Tuesday, April 10, 2007

The News From DBAP - The Wormkiller General Lives!

That's a mighty fine biscuit...


That's Durham Bulls Athletic Park, at least for the moment. Tonight was the first game of the season I was able to get to, with the Bulls taking on the Pawtucket Red Sox in the first game of a four game set.

Most of the Bulls' offensive talent (B.J. Upton, Delmon Young, Elijah Dukes) has graduated to Tampa Bay, meaning that the focus of this year's team will be on the lights-out pitching staff that kicked out the veritable jams for Montgomery last year. In other words, don't expect a lot of hitting, but Scott Kazmir might be getting some company sooner than later.

Tonight's starter was Mitch Talbot, part of the loot acquired in the Aubrey Huff trade. Henceforth, I'll be referring to him as "Wormkiller General", as he got 11 of his 18 outs on ground balls. He racked up 4 more on strikeouts in six hitless innings on a night that could best be described as "goddamned cold", and even from his warmups you could see that he was keeping the ball down, downer, and downest. His velocity was up to around 91-92 and his control was good, all of which bodes well for the future. They took him out after he'd proved all he had to against a PawSox lineup that honestly didn't look like it could touch him.

Chad Orvella, on the other hand, didn't seem quite right. Yes, he got three quick outs in the ninth, two on strikeouts. Yes, he was dialing it up to 93 by the time he got the last batter. But the old pop you used to hear when his fastball exploded into the mitt just wasn't there, and most of his pitches were around 88-89. He still generates a lot of fouls straight back, however, and in what was the game's most amusing moment, he accused his bullpen warmup catcher of lobbing spitballs back to him. The catcher's defense? "No, man, I don't do that to you."

Pawtucket's Abe Alvarez looks to be on the Pete Walker career path. He gave up 5 runs on 2 homers, and would have given up more if most of the Bulls hadn't decided to swing themselves up to the Show in a single at-bat. Craig Hansen, on the other hand, looked good in his inning of relief work.

He may not be a shortstop any more, but Joel Guzman at least looks like a hitter when he's at the plate. Good swings most of the night, and good hustle. Jorge Velandia, on the other hand, looked like a man being attacked by swarms of locusts every time he came up to bat.
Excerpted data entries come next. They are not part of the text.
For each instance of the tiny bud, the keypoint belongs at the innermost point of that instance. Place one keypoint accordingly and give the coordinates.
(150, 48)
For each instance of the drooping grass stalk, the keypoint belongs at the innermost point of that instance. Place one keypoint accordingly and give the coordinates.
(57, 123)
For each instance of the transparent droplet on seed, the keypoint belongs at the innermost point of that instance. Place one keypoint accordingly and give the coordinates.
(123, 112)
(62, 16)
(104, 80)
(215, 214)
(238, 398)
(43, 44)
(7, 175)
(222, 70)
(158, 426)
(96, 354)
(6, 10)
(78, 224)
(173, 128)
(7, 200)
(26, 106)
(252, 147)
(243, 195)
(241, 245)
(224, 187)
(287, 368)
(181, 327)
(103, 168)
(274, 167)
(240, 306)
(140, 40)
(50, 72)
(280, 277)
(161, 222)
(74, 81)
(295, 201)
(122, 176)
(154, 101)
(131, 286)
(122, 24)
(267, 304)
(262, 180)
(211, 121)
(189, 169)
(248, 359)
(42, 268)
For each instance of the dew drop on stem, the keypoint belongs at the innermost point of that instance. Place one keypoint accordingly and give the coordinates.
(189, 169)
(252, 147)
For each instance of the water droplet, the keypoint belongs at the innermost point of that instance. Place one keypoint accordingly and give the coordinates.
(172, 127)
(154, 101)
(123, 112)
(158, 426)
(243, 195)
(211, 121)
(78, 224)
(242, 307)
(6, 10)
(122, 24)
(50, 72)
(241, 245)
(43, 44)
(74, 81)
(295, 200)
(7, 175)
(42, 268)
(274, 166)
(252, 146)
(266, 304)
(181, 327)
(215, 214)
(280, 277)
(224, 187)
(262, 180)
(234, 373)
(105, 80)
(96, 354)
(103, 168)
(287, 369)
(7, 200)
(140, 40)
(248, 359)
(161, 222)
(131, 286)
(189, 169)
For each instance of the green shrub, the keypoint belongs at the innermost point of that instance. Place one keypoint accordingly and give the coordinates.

Jorge Cantu was at first for the Bulls tonight, leading to some interesting speculation. If he's over his foot injury and can get his stroke back, he's a lot more interesting as a long-term solution for the big club than Ty Wiggington. I'd love to see Johnny Gomes get a shot at it myself, but he still has to dig out from under the wreckage of his injury-impaired 2006.

You could visibly see batters getting closer and closer to Steven Andrade's stuff. The first couple, he tied into knots, working up and down in the zone while changing speeds from about 76 to 84. One pitch clocked at 94; they had to be pointing the radar gun at someone zipping by on the Durham Freeway for that one. By the end of his second inning of work, however, he'd given up a hit and you could see the wheels starting to fall off. I'd be surprised if he A)got many multiple-inning stints from here on in and B)had a lot of success the second time around the International League.
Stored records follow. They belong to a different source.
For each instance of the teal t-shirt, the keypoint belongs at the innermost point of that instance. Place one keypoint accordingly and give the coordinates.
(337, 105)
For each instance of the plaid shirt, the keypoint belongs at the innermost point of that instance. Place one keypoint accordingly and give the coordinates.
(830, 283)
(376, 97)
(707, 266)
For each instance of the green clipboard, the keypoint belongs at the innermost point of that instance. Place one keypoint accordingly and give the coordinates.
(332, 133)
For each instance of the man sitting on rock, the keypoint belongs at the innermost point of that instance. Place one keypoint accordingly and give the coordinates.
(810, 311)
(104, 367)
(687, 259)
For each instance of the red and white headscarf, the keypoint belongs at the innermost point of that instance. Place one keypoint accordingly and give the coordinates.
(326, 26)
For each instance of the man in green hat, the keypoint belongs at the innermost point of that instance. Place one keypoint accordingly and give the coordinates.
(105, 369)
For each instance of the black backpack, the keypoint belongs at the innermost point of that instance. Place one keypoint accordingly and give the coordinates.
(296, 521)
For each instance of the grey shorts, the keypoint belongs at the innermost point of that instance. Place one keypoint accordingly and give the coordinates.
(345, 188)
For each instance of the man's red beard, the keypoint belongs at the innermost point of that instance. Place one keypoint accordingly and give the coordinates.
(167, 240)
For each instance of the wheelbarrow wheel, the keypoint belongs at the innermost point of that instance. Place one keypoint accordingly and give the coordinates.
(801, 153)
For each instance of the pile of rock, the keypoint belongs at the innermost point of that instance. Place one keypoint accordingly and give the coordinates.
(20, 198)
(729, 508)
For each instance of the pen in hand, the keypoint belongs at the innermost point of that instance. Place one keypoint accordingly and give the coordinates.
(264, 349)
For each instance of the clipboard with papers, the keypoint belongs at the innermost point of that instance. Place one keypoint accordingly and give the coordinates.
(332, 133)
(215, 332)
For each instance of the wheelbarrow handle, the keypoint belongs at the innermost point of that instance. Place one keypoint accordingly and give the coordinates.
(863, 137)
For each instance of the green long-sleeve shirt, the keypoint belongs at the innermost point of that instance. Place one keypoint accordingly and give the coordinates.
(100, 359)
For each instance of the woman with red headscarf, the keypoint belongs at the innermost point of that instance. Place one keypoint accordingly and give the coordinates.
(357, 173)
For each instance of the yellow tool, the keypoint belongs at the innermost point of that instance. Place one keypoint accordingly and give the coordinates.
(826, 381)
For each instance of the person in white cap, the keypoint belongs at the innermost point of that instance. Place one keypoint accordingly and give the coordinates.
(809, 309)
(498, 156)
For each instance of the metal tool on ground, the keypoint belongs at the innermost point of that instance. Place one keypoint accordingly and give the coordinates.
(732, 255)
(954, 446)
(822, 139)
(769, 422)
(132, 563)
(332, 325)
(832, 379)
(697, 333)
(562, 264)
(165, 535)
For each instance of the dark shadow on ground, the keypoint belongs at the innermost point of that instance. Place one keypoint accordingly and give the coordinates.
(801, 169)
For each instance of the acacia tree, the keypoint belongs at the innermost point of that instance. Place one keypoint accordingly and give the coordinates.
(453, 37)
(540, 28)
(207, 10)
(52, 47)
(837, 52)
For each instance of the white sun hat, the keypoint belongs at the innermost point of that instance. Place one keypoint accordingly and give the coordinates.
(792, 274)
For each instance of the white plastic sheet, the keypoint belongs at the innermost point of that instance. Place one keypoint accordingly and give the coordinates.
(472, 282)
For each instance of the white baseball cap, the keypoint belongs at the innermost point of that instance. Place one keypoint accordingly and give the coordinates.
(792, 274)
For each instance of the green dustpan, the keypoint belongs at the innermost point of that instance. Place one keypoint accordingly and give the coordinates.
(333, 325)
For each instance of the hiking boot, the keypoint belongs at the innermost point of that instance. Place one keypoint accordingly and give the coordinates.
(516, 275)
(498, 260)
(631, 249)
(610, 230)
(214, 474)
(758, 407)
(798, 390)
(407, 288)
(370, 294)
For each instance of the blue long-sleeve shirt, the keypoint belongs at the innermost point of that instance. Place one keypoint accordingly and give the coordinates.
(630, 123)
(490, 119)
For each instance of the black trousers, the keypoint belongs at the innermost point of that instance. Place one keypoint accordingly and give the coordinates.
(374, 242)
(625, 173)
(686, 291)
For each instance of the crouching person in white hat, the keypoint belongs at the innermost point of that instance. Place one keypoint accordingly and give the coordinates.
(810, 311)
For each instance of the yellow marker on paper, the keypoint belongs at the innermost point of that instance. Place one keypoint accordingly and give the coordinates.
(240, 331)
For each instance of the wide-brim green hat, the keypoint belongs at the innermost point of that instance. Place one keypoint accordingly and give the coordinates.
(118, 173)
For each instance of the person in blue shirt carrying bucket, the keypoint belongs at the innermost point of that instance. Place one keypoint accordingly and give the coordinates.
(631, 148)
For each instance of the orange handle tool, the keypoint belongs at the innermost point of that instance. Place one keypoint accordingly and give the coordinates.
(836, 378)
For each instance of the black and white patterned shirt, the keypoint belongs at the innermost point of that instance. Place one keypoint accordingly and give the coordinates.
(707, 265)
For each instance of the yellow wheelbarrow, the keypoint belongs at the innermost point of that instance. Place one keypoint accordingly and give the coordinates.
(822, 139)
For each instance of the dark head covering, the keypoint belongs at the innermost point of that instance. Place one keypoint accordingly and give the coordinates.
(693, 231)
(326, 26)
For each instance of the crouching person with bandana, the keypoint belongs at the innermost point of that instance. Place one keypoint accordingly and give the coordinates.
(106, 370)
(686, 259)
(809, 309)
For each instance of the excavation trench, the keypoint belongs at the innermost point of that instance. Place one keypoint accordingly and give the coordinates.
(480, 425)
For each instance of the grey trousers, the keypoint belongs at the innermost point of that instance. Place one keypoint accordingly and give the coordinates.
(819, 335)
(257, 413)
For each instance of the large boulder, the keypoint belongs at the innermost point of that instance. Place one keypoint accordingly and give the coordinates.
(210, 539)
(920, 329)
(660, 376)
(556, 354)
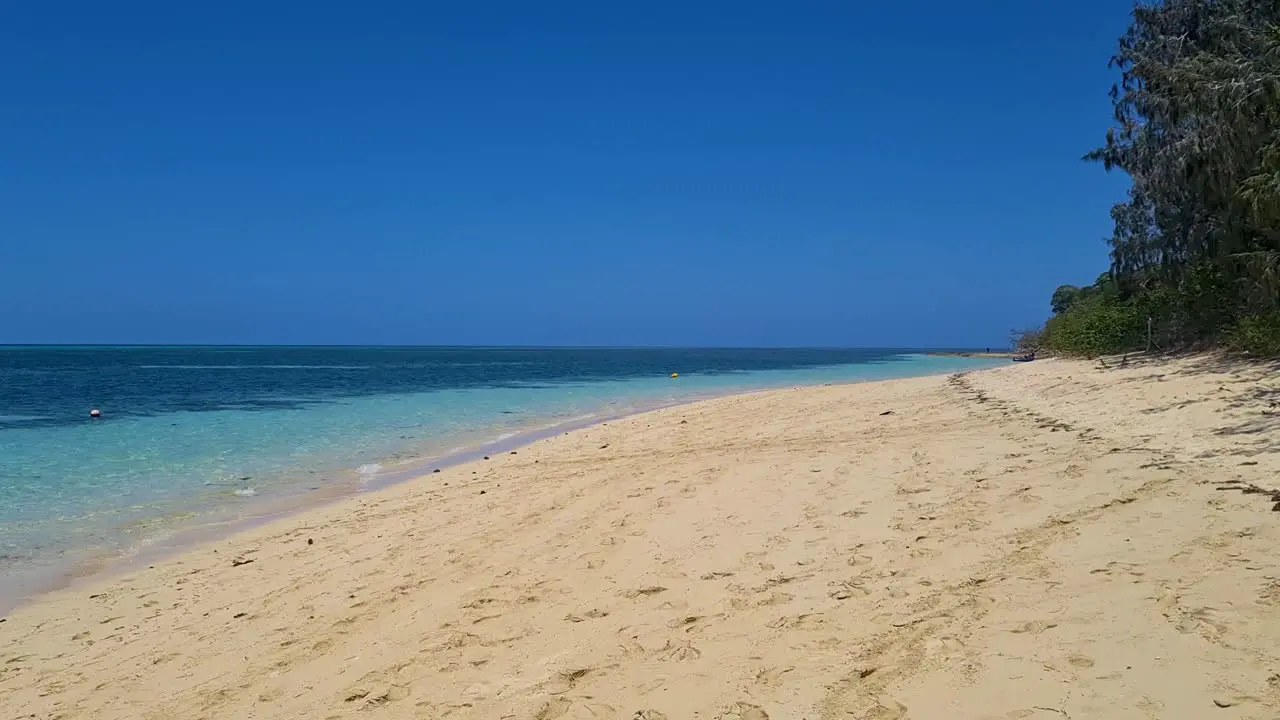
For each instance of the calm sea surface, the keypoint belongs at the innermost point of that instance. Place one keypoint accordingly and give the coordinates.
(204, 434)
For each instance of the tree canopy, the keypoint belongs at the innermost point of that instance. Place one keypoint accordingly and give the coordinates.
(1196, 246)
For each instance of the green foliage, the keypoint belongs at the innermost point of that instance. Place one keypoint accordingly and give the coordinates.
(1098, 326)
(1257, 335)
(1196, 247)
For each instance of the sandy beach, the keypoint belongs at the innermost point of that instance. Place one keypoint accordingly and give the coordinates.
(1048, 540)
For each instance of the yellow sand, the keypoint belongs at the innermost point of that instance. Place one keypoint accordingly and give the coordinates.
(1041, 541)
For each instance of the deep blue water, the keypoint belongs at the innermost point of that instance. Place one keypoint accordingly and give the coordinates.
(191, 433)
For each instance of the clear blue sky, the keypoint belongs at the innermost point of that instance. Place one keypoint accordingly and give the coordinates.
(549, 173)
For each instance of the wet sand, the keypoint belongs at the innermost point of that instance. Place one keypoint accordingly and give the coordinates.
(1045, 540)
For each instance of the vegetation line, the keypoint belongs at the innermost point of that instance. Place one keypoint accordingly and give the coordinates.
(1196, 247)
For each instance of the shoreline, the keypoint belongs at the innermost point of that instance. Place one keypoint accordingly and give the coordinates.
(974, 545)
(103, 566)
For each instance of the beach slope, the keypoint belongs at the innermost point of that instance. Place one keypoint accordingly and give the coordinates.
(1051, 540)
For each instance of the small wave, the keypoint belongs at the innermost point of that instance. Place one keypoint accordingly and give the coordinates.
(255, 367)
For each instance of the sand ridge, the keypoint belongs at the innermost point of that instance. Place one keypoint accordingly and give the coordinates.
(1045, 540)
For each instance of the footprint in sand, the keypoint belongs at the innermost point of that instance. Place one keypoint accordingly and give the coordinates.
(574, 709)
(679, 654)
(1034, 628)
(772, 677)
(743, 711)
(1080, 661)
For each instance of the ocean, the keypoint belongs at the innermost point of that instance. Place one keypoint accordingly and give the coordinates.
(206, 437)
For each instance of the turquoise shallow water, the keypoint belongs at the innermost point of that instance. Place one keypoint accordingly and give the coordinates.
(192, 436)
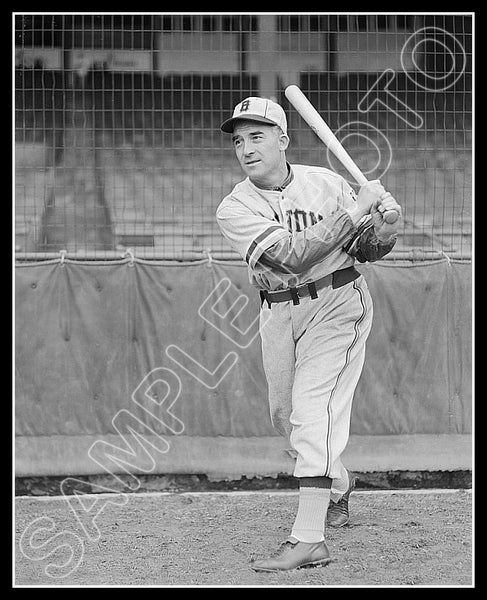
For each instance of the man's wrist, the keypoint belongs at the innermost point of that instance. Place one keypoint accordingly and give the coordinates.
(385, 238)
(356, 214)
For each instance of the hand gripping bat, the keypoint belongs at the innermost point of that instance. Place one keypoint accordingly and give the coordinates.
(326, 135)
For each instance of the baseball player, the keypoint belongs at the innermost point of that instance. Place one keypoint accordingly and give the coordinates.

Lots of bad throws from Pawtucket, including one that actually allowed catcher Raul Casanova (who does indeed run like a Molina) to reach first on an infield dribbler.
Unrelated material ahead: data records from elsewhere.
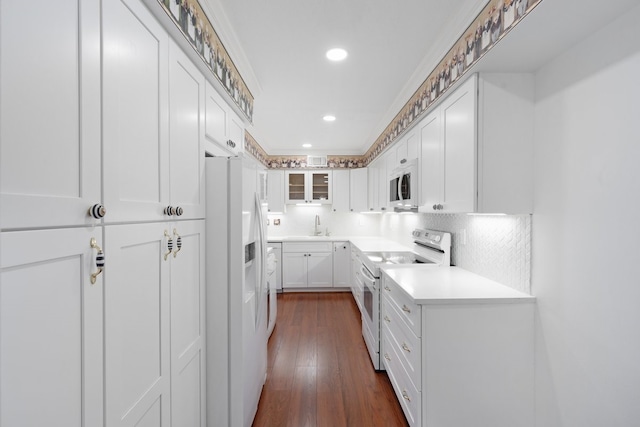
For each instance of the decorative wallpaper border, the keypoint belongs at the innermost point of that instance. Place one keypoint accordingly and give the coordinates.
(252, 147)
(496, 19)
(197, 29)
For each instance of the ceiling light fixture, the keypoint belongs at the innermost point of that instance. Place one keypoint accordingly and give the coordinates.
(336, 54)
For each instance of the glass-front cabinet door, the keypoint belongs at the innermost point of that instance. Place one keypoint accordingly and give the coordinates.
(320, 187)
(296, 187)
(308, 187)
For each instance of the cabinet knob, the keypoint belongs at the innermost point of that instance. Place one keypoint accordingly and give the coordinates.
(97, 211)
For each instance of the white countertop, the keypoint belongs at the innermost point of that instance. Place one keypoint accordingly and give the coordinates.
(364, 243)
(451, 285)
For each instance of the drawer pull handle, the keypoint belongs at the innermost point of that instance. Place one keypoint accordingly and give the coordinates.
(99, 260)
(178, 243)
(169, 244)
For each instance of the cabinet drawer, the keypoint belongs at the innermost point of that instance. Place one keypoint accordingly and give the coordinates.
(410, 311)
(307, 247)
(409, 397)
(406, 345)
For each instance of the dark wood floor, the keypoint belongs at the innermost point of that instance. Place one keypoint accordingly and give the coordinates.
(319, 372)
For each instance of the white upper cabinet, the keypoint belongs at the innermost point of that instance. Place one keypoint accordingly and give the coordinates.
(186, 136)
(407, 148)
(308, 187)
(223, 128)
(341, 192)
(49, 121)
(135, 113)
(476, 148)
(358, 183)
(275, 191)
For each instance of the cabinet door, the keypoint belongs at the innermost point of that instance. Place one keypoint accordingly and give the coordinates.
(275, 191)
(319, 187)
(135, 112)
(49, 120)
(358, 181)
(187, 325)
(186, 134)
(294, 270)
(341, 264)
(372, 182)
(236, 133)
(295, 191)
(216, 125)
(431, 161)
(136, 301)
(341, 191)
(320, 270)
(51, 329)
(459, 136)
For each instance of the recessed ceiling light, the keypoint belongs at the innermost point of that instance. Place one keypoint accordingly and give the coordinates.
(336, 54)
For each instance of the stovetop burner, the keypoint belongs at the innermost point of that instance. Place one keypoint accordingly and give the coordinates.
(396, 258)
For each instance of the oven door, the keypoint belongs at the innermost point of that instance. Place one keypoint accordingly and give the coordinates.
(371, 316)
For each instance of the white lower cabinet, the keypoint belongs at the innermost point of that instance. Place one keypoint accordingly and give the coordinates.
(51, 329)
(459, 364)
(341, 264)
(307, 265)
(154, 317)
(137, 325)
(188, 398)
The fan of the night had to be the gravelly-voiced older gentleman sitting to our right, who swore that Dustan Mohr had no shot at a big league career because he had a "prep school name". After Mohr (who's spent part or all of 6 years in the bigs, including part of last year with the Red Sox) cranked a solo shot that went out in a hurry, the cracks stopped coming. He also noted that he was in Boston for the miracle season of '69, Tony Conigliaro's rookie year. This would have been fascinating to eavesdrop on, except that the miracle season was '67, and Conigliaro's rookie year was 1964. Ah, well, at least everyone not named Abe Alvarez had a good time.